Losing everything in a natural disaster makes it difficult to pay off a credit card bill or loan in a timely fashion. The Office of the Comptroller of the Currency on Feb. 7 encouraged national banks to work with customers affected by the tornadoes, much as it did for the victims of the California wildfires in late 2007.
Some of the concessions the OCC is encouraging banks to make for victims include extending terms of loan repayments, restructuring a borrower's debt obligations and easing credit terms for new loans to certain borrowers.
CreditCards.com called the five largest United States credit card issuers and asked what if anything they were doing to offer relief to tornado victims. Four responded; Capital One did not.

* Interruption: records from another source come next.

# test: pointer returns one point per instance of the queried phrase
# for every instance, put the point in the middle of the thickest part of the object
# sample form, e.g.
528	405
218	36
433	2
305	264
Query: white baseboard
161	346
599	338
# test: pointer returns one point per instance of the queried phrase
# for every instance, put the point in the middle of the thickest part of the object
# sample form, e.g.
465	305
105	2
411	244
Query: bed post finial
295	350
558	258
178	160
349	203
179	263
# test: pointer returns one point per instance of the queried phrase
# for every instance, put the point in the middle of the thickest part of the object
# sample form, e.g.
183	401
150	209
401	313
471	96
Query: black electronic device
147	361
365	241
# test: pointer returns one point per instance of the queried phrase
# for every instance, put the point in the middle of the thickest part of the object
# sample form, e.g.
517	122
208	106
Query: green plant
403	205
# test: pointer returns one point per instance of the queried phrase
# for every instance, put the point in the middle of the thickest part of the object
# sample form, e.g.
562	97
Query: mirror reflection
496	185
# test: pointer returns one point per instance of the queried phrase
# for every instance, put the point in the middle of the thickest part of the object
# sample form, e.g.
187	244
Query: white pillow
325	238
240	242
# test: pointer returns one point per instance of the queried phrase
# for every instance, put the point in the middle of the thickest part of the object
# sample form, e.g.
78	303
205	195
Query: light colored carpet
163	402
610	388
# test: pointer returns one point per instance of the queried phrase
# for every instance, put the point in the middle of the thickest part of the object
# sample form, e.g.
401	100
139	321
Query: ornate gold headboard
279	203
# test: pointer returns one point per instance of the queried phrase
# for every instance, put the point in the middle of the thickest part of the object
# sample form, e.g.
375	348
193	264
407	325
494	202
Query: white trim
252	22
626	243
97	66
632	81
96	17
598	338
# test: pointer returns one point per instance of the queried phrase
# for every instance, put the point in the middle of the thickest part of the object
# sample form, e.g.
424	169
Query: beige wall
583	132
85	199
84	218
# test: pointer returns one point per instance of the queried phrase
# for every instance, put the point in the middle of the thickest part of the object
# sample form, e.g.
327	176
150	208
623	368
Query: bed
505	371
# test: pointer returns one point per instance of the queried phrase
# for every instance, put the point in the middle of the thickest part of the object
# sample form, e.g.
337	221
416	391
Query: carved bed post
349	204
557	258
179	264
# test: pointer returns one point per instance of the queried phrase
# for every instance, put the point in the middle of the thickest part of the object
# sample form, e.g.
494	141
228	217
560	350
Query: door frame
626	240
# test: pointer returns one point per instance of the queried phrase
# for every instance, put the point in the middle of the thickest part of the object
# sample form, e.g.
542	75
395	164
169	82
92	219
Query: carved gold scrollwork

Citi has promised to help those in need of assistance. "Citi card customers who were affected by the tornadoes in the Southeast should call the number on the back of their card or (800) 950-5114 if their card is lost," says Samuel Wang, vice president of public affairs for Citigroup Global Consumer Group.
"We are always available to assist Citi customers with a number of options to help meet their specific needs. Because of the scale of this emergency disaster and its diverse impacts on so many people, we believe it is important to respond quickly to our customers' individual situations. We strongly encourage our customers to reach out to us with any problems, concerns or questions," Wang says.
Chase spokeswoman Meg Stinson says because President Bush had not yet declared the affected region a disaster area, no specific relief efforts have been created for victims. "However, we are happy to work with customers on an individual basis, and we encourage the victims to give us a call and let us help them the best we can," Stinson says. Shortly after she spoke, Bush declared parts of Tennessee a disaster area. Chase customers can call the number on the back of their cards or (800) 432-3117.
American Express is happy to work with tornado victims as well, says Desiree Fish, vice president of public affairs. "We did a number of things for the wildfires, but for the recent tornadoes, we are handling calls into the customer service number and looking at each customer's situation on a case-by-case basis," she says. Customers should call the number on the back of the credit card or (800) 528-4800.
Bank of America
Betty Riess, a Bank of America spokeswoman, says the bank is also working with tornado victims on a case-by-case basis. If customers are unable to track down the phone number on the back of their cards, she says they can call (800) 732-9194.
If you have been affected by the tornadoes but your bank has not yet issued a statement, call the customer service number, which can be found on the back of your card or on their website, to see if it will make exceptions for you. Many banks are willing to help you in extreme circumstances such as this.